Mr. Emerson is a Certified Public Accountant and has an MBA degree in finance from UCLA and an undergraduate degree in accounting from California State University, Long Beach.
“We are pleased to announce the hiring of Barry Emerson. When we began our search for a new Chief Financial Officer, we wanted someone who would strengthen our finance and accounting department by bringing an extensive background in GAAP and SEC financial reporting,” stated Steven G. Miller, the Company’s Chairman, President and Chief Executive Officer. “Mr. Emerson possesses these skills as well as the ability to ensure that our company will have the proper internal controls in place to support our long-term growth and expansion plans.”
“I am very excited to be joining one of the nation’s leading sporting goods retailers,” Mr. Emerson added. “I look forward to working with Big 5’s executive team and accounting department.”
As previously announced, Charles P. Kirk, the Company’s former Chief Financial Officer and Treasurer, will remain a Senior Vice President and a member of the Company’s senior management team.
Work on the review and associated audit of the Company’s Annual Report on Form 10-K for fiscal 2004 has been substantially completed.

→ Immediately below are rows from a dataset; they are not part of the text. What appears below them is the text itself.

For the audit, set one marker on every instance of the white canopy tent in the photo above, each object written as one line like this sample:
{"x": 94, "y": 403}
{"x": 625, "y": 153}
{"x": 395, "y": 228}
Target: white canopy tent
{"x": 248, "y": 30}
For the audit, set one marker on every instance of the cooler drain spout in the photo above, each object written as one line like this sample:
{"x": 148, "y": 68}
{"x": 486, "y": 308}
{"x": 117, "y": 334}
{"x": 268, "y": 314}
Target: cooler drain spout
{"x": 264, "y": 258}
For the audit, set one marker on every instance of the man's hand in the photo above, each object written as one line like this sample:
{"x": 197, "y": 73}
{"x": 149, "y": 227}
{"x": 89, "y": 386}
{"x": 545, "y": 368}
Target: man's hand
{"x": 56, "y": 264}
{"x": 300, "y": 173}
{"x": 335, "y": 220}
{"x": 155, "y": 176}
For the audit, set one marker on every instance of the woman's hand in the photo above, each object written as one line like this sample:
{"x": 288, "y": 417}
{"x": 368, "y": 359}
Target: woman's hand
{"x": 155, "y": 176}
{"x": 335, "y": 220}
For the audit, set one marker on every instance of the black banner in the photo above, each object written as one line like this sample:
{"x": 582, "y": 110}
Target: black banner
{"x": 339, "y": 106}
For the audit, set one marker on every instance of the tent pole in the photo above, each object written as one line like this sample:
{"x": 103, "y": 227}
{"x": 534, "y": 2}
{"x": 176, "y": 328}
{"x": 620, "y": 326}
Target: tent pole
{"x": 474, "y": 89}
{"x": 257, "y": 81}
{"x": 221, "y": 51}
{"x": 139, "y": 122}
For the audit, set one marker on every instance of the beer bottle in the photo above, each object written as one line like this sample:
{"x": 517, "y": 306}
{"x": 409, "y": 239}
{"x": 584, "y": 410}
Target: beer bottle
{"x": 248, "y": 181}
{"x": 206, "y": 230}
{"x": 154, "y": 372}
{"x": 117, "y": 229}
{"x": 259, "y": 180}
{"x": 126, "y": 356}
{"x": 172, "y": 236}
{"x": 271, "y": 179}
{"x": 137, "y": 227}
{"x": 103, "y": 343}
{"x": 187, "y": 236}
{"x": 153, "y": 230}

The Company expects that the review and audit will be completed and the Form 10-K will be filed shortly. The Company also expects that the review of its Quarterly Reports on Form 10-Q for the first quarter and second quarter of fiscal 2005 will be completed, and that those reports will be filed, soon after the Form 10-K is filed. Mr. Emerson is expected to become the Company’s Senior Vice President, Chief Financial Officer and Treasurer upon the Company’s filing of its Annual Report on Form 10-K for fiscal 2004 and Quarterly Reports on Form 10-Q for the first quarter and second quarter of fiscal 2005. Pending those filings, Mr. Emerson will serve as a Senior Vice President with the Company.
About Big 5 Sporting Goods Corporation
Big 5 is a leading sporting goods retailer in the United States, operating 311 stores in 10 states under the “Big 5 Sporting Goods” name. Big 5 provides a full-line product offering in a traditional sporting goods store format that averages 11,000 square feet. Big 5’s product mix includes athletic shoes, apparel and accessories, as well as a broad selection of outdoor and athletic equipment for team sports, fitness, camping, hunting, fishing, tennis, golf, snowboarding and in-line skating.
Except for historical information contained herein, the statements in this release are forward-looking and made pursuant to the safe harbor provisions of the Private Securities Litigation Reform Act of 1995. Forward-looking statements involve known and unknown risks and uncertainties, which may cause Big 5’s actual results in future periods to differ materially from forecasted results. Those risks and uncertainties include, among other things, the competitive environment in the sporting goods industry in general and in Big 5’s specific market areas, inflation, product availability and growth opportunities, seasonal fluctuations, weather conditions, changes in costs of goods, changes in interest rates and economic conditions in general. Those and other risks are more fully described in Big 5’s filings with the Securities and Exchange Commission, including its Annual Report on Form 10-K/A filed on October 25, 2004 and its Quarterly Report on Form 10-Q for the quarter ended September 26, 2004. Big 5 disclaims any obligation to update any such factors or to publicly announce results of any revisions to any of the forward-looking statements contained herein to reflect future events or developments.